We are planning for a self-managed production setup with Apollo GraphQL Federation. I see 2 options.
integrate CI/CD with rover CLI to create super graph
use serviceList attribute on ApolloGateway so no Rover needed
both are not recommended by Apollo for prod. I’m interested in knowing bit of technical details about why they are not suitable for a containerized(k8) production env. where can we go wrong? Appreciate some light.
Hello! One of the biggest advantages of a managed federation solution is that it prevents downtime for your federated gateway. Any time you need to update your serviceList to add, remove, or modify a subgraph, you need to restart your gateway to reflect the new configuration. Similarly with providing a Rover-composed schema, you need to restart the gateway to provide the updated schema via the supergraphSdl constructor option.
This is not the case for managed federation, where your gateway regularly polls an external resource (most commonly the Apollo Uplink) for an updated configuration and applies it at runtime. This means that your API stays up even as you modify underlying services.
That’s sadly not possible for a lot of us that require all solutions to be on-premise with no traffic leaving our network. I hope that upcoming Federation rework levels the playing field so on-premise gets equal love (compared to managed Federation).
Hi @StephenBarlow - can you clarify please. Is it possible to have the external resource that the gateway polls to be something that is managed by our own infrastructure/cloud provider…for example a supergraph that has been composed and put in an s3 bucket? And on that I saw on the documents for the rover cli supergraph compose command (Rover supergraph commands - Apollo GraphQL Docs) that what it generates is not yet consumable by Apollo tools. Is there a way then with the rover cli or something else to generate the overall schema/supergraph from the subgraphs so that the gateway will understand it? Thanks
Actually Im pretty sure it doesnt interrogate all the services for each inbound query. I believe the primary negatives for using serviceList:
During the Apollo Gateway service startup – every service contributing to your federated graph must be up and able to be queried by the gateway, else it will fail to startup.
If you have in set to poll for updates (ie: via expermental_pollInterval) if any service is not up, then it will be unable to compose the supergraph and update until all services are available yet again.

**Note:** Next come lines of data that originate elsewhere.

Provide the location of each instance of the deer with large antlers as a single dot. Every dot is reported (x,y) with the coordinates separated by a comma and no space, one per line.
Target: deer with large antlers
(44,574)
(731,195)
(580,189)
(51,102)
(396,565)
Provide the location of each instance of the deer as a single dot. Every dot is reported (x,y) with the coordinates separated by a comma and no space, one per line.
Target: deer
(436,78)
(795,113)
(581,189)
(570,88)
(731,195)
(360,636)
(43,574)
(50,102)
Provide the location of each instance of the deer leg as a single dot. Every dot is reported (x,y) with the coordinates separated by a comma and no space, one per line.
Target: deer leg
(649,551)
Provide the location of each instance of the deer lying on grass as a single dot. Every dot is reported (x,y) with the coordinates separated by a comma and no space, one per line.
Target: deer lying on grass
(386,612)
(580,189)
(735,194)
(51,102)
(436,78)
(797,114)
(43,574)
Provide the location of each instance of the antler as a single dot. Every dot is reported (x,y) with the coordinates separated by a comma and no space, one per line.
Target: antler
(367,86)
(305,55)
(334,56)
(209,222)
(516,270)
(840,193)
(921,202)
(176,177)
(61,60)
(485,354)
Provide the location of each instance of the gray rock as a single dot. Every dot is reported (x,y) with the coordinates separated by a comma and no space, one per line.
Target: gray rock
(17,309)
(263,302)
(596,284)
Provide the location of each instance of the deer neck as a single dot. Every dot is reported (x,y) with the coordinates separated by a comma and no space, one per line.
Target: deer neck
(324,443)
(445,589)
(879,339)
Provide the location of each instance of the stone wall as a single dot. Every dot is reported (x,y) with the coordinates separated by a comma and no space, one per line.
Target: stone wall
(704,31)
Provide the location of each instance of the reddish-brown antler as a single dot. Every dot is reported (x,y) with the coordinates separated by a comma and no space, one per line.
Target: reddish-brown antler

After some further investigation I got the answer to my own question. The Rover CLI supergraph command will generate a file that can be understood by the gateway. Then there are some “experimental_” properties that can be set on the GatewayConfig object. Here is some code
import { GatewayConfig } from '@apollo/gateway'
import fs from 'fs';
export const gatewayConfig: GatewayConfig = {
experimental_pollInterval: 10000,
experimental_updateSupergraphSdl: async(config) => {
console.log('reading supergraphSdl file');
// here you could read from say AWS S3 or wherever you want
const supergraphSdl = fs.readFileSync('prod-schema.graphql', {encoding: 'utf-8'})
return {
id: new Date().toISOString(),
supergraphSdl
}
}
};
and then in the gatweay startup…
import 'reflect-metadata';
import { ApolloServer } from 'apollo-server';
import { ApolloGateway } from '@apollo/gateway';
import { listen as userListen } from './user-subgraph/index'
import { listen as transactionsListen } from './transactions-subgraph/index'
import { listen as paymentsListen } from './payments-subgraph/index'
import { gatewayConfig } from './gatewayConfig'
async function bootstrap() {
const gateway = new ApolloGateway(gatewayConfig);
const server = new ApolloServer({
gateway,
tracing: false,
playground: true,
subscriptions: false
});
await Promise.all([
userListen(3001),
transactionsListen(3002),
paymentsListen(3003)
]);
server.listen({ port: 3000 }).then(({ url }) => {
console.log(`Apollo Gateway ready at ${url}`);
});
}
bootstrap().catch(console.error);
@StephenBarlow what is the plan for the “experimental_pollInterval” and “experimental_updateSupergraphSdl” config options? Will they be kepts and made not experimental? Thanks
There used to be an option in Federation, Gateway.load() which would tell the gateway to refetch the schema. This option was removed in version 2.23 and we still don’t understand why. We also are trying to understand why polling for changes is becoming the norm over pushing/triggering when there is a change. The loadI() option obviously does nothing for changing the paths or numbers of sub-graphs, a reload is required for that. Using gateway.load() was for the most part a very efficient pattern. Though our gateway deploy (cd) is quite fast and downtime isn’t experienced.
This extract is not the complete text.